Decided May 9, 1990.
Frank J. Kelley, Attorney General, John D. O'Hair, Prosecuting Attorney, and George E. Ward, Chief Assistant Prosecutor, for the people.
Cornelius Pitts, for Alvin Demings, III.
Before: HOLBROOK, JR., P.J., and McDONALD and JANSEN, JJ.
Defendants were charged with delivery of more than 50 but less than 225 grams of a mixture containing cocaine, MCL 333.7403(2)(a) (iii); MSA 14.15(7403)(2)(a)(iii), and entered guilty pleas thereto. Defendant Demings was sentenced to a term of imprisonment of ninety-three days to twenty years; defendant Brown to ninety-seven days to twenty years. The prosecutor now appeals these sentences as of right pursuant to MCL 770.12; MSA 28.1109. We reverse and remand.
The prosecutor first argues that the trial court's reasons for departing from the legislatively prescribed minimum drug sentence do not rise to the level of "substantial and compelling" reasons as required for departure from the minimum sentences.

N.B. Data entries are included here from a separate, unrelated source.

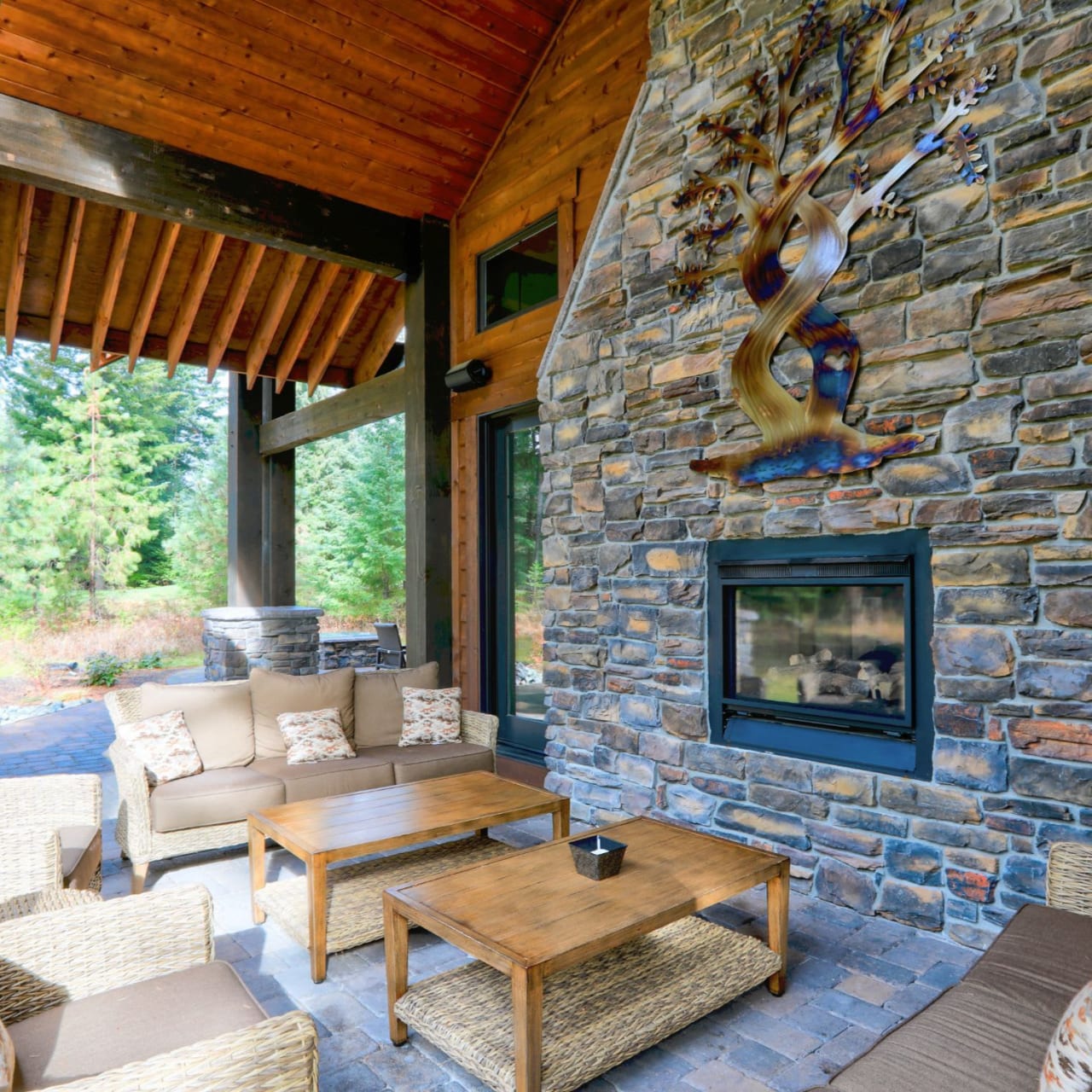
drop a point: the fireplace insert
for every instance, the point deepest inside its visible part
(819, 648)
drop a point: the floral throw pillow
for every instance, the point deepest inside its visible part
(430, 717)
(316, 736)
(1068, 1065)
(164, 745)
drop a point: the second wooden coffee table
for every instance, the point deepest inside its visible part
(339, 828)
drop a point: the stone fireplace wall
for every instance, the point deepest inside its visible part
(974, 315)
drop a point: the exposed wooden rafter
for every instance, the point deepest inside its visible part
(153, 284)
(351, 299)
(115, 265)
(65, 270)
(18, 265)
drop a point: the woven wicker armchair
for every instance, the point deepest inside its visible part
(43, 820)
(54, 959)
(1069, 877)
(142, 845)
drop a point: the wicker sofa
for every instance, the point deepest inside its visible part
(990, 1032)
(235, 729)
(125, 995)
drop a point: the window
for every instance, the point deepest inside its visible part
(519, 273)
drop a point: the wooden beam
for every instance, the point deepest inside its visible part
(276, 304)
(428, 452)
(359, 405)
(233, 305)
(65, 270)
(112, 277)
(308, 311)
(192, 295)
(22, 236)
(150, 293)
(383, 336)
(144, 176)
(351, 299)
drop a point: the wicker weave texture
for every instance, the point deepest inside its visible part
(49, 958)
(595, 1014)
(44, 902)
(1069, 877)
(277, 1055)
(355, 892)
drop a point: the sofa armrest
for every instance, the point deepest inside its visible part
(55, 799)
(47, 959)
(479, 729)
(280, 1054)
(1069, 877)
(30, 861)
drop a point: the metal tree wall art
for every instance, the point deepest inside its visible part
(747, 206)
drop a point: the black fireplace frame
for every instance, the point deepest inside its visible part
(902, 747)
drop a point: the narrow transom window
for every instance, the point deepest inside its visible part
(519, 273)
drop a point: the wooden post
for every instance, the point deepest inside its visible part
(244, 495)
(279, 507)
(428, 452)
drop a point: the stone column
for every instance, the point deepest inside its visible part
(279, 639)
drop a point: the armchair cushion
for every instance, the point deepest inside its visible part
(218, 716)
(378, 701)
(130, 1024)
(273, 693)
(213, 798)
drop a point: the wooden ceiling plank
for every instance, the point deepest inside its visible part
(112, 277)
(351, 299)
(317, 292)
(233, 305)
(145, 176)
(272, 314)
(192, 295)
(22, 236)
(150, 293)
(65, 270)
(382, 338)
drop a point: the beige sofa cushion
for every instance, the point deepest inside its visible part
(131, 1024)
(213, 798)
(273, 693)
(312, 780)
(218, 716)
(378, 701)
(437, 760)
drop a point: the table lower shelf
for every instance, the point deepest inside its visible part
(595, 1014)
(355, 892)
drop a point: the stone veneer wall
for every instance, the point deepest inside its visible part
(277, 639)
(974, 316)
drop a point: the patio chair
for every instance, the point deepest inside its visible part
(50, 834)
(125, 995)
(390, 652)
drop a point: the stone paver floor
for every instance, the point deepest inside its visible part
(851, 978)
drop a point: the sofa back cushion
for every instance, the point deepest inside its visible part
(218, 717)
(272, 694)
(378, 701)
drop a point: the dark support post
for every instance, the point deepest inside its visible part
(279, 507)
(428, 453)
(244, 495)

We agree.
MCL 333.7401(4); MSA 14.15(7401)(4) provides that a sentencing judge may depart from the statutorily provided minimum term of imprisonment when the court "finds on the record that there are substantial and compelling reasons to do so." The statute is, however, silent as to what reasons rise to the level of "substantial and compelling."

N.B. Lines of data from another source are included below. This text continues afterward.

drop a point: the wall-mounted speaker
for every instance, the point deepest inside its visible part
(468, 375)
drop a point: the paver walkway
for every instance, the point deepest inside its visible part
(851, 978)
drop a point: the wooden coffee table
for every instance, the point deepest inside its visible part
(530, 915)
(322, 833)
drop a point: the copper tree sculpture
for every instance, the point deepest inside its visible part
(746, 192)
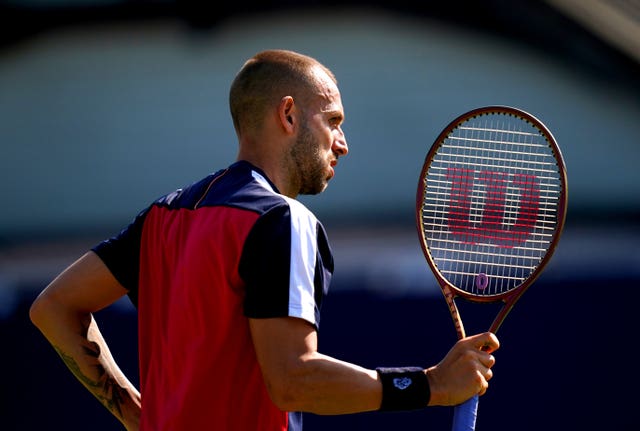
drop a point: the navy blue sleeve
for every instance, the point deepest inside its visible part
(265, 263)
(121, 254)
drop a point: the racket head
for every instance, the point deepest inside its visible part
(491, 205)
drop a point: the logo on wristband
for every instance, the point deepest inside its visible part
(402, 383)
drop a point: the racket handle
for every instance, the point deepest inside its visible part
(464, 415)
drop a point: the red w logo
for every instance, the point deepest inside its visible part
(498, 189)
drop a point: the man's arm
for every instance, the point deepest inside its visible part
(299, 378)
(63, 313)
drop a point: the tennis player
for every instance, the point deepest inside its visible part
(228, 276)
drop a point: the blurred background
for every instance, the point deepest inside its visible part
(106, 105)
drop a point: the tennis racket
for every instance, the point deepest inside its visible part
(490, 208)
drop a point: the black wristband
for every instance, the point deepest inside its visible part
(405, 388)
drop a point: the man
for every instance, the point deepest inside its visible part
(228, 277)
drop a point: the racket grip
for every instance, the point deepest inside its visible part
(464, 415)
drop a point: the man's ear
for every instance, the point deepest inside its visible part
(287, 112)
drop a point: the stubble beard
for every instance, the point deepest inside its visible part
(308, 163)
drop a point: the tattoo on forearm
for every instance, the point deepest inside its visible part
(106, 389)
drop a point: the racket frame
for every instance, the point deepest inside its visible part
(509, 298)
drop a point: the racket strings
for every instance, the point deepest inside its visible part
(490, 207)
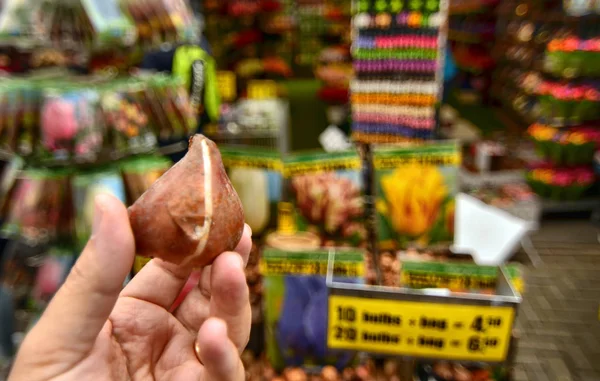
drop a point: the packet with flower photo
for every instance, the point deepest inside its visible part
(255, 174)
(415, 188)
(126, 118)
(327, 190)
(296, 305)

Defendants would have us believe that by its silence in defining the terms, the Legislature has left determination of what is "substantial and compelling" to the sole discretion of the sentencing court. Such a conclusion, however, belies the legislative purpose in enacting a presumptive sentencing statute. Rather than being an exception by which the general rule could be circumvented, we believe the Legislature intended the exceptions to be limited and few in number.
The findings made by the trial court in the case before us are insufficient to permit appellate review:
The Court: Well, I read the Pre-Sentence Report on both of these young men, I also read the Pre-Sentence Reports that were prepared independentely [sic] by Dorothy Taylor — , it is rather tragic that these young men decided they could make a quick buck and went out and did this, there is some urging on the part of the Police Department to get them involved in this, based on their indication to me that there were phone calls asking when they could come through with that and I just think that based on that they deserve a minimum period. I am going to send them to prison, but I am going to send them for a very minimum period of time, I think their educational background and growing up and experience and Jackson Prison for a few days will give them the jolt they need to get on with their business of their lives. I think further that because of the family background that they come from they will have that family support when they come out to get themselves together and hopefully get on with their lives. I do not excuse their behavior . . .
Mr. Metz [Assistant Prosecuting Attorney]: Judge, May I speak to that.
The Court: Just one second — I do think by sending them up to Jackson for a few days they will get the message and will not be involved any more and I also recommend to the Corrections Commission that they can be put into a Community Corrections Center as soon as the Corrections Commission thinks that it is feasable [sic], then I have no objections.
On remand, the trial court should make specific findings as to the substantial and compelling reasons it found as justification for imposing minimum sentences of ninety-seven days and ninety-three days rather than the five-year minimum as provided by the statute.
As to the prosecutor's second issue, whether the "findings on the record" which may justify a departure from the minimum sentence as well as the resultant sentence are appealable, we hold that they are. Appellate courts are vested with the jurisdiction to review all sentencing issues. People v Coles, 417 Mich. 523, 535; 339 N.W.2d 440 (1983).
Reversed and remanded. We do not retain jurisdiction.